Syrian airstrikes hit near a Turkish military convoy that approached frontlines in northwest Syria on Monday as government forces advanced on a rebel-held town, a monitor and a rebel source said.

Syrian state media called the Turkish convoy an act of aggression and said it had entered to help insurgents in the town of Khan Sheikhoun fighting an army advance.

The Syrian Observatory for Human Rights, a UK-based monitoring group that reports on the war, said the convoy was stuck on a highway after airstrikes prevented it from continuing southwards.

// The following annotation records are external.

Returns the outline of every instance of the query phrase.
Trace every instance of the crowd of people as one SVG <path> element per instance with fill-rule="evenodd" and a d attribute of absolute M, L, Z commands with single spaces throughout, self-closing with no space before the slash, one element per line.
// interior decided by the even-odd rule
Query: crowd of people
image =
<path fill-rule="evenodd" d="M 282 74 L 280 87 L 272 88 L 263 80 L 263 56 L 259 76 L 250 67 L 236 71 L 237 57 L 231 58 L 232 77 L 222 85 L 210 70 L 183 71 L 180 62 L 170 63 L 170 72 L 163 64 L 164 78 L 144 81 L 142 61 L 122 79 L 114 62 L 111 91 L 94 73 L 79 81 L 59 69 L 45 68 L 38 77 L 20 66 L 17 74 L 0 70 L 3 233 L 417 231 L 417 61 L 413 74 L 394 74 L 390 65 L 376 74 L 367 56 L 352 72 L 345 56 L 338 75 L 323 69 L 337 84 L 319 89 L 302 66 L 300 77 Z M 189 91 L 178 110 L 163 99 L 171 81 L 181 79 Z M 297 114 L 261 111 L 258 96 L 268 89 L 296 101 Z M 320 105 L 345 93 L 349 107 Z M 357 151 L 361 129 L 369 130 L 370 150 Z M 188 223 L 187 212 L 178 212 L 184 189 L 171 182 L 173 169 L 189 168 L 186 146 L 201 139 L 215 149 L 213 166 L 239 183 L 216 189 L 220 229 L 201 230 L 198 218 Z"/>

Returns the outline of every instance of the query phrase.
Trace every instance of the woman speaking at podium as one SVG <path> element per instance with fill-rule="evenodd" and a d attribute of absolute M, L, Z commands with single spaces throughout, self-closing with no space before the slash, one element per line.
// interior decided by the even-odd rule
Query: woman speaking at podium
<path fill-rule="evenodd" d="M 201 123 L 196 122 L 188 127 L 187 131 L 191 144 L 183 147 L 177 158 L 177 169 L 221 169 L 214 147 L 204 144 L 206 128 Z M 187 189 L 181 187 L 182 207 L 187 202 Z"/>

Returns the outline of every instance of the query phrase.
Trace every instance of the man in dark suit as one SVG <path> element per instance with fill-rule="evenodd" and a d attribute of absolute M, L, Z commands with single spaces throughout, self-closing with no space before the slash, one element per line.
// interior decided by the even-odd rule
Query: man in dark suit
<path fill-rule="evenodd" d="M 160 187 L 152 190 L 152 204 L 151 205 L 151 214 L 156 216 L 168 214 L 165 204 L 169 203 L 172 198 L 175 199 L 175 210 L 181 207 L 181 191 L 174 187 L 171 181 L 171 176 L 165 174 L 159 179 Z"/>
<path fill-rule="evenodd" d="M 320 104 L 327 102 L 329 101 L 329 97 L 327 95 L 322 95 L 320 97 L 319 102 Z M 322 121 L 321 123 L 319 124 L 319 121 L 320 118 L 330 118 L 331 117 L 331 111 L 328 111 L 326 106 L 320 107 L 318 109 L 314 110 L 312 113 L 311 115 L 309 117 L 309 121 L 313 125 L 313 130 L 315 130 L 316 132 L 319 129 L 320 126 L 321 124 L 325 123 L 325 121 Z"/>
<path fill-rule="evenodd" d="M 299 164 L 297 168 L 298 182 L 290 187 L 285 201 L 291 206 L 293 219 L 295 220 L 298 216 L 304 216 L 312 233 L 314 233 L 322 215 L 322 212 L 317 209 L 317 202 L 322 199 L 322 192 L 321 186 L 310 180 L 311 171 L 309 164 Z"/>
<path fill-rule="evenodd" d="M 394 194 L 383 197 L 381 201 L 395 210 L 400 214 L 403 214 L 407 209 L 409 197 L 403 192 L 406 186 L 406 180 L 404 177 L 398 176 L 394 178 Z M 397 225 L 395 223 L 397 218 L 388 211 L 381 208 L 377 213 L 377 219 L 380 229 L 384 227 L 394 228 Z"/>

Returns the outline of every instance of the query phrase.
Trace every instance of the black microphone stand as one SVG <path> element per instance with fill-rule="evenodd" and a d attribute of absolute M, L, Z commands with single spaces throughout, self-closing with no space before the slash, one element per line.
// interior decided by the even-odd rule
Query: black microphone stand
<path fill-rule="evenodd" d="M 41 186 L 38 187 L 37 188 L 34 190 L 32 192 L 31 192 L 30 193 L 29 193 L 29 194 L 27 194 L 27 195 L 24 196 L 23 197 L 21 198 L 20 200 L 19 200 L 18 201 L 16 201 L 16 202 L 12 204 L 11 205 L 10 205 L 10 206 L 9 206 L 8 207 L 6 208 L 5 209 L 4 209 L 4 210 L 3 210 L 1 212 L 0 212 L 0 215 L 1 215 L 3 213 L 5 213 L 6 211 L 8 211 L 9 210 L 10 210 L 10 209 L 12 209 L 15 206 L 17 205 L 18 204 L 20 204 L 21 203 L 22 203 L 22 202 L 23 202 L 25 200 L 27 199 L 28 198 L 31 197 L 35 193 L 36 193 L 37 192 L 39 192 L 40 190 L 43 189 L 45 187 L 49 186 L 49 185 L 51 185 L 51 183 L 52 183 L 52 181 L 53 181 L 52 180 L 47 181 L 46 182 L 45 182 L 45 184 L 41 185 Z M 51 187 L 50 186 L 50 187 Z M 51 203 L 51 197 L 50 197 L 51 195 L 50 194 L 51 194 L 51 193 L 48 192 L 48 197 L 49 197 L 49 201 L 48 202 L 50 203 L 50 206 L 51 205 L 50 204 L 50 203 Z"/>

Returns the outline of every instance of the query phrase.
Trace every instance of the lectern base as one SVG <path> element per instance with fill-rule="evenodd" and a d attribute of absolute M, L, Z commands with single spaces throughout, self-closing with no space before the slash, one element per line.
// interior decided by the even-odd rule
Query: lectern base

It said a fighter accompanying the convoy was killed.

Overnight, Syrian army troops reached the edges of Khan Sheikhoun in Idlib, a rebel official and a monitor said.

The advance on the town, which has been in rebel hands since 2014, threatens to encircle and expel insurgents from their only patch of territory in neighboring Hama province.

The northwest is the last major stronghold of the opposition to Assad, whose military has been waging its latest offensive there since the end of April with Russian help.

The escalation has killed at least 500 civilians and uprooted hundreds of thousands, many stranded near the border with Turkey, the United Nations says.

Turkey, which hosts some 3.6 million Syrian refugees and warns it cannot accept more, fears the onslaught in Idlib could spark a new influx.

A series of truces brokered via Russian-Turkish talks have failed to end the fighting in Idlib, where Ankara has a dozen military positions.

A witness and a rebel source from the Turkey-backed Failaq al-Sham faction said the Turkish convoy entered Idlib on Monday but was stopped because of heavy bombing nearby.

Syrian state news agency SANA, citing a foreign ministry source, said the Turkish convoy loaded with munitions would not affect “the determination of the Syrian Arab Army to keep hunting the remnants of terrorists.”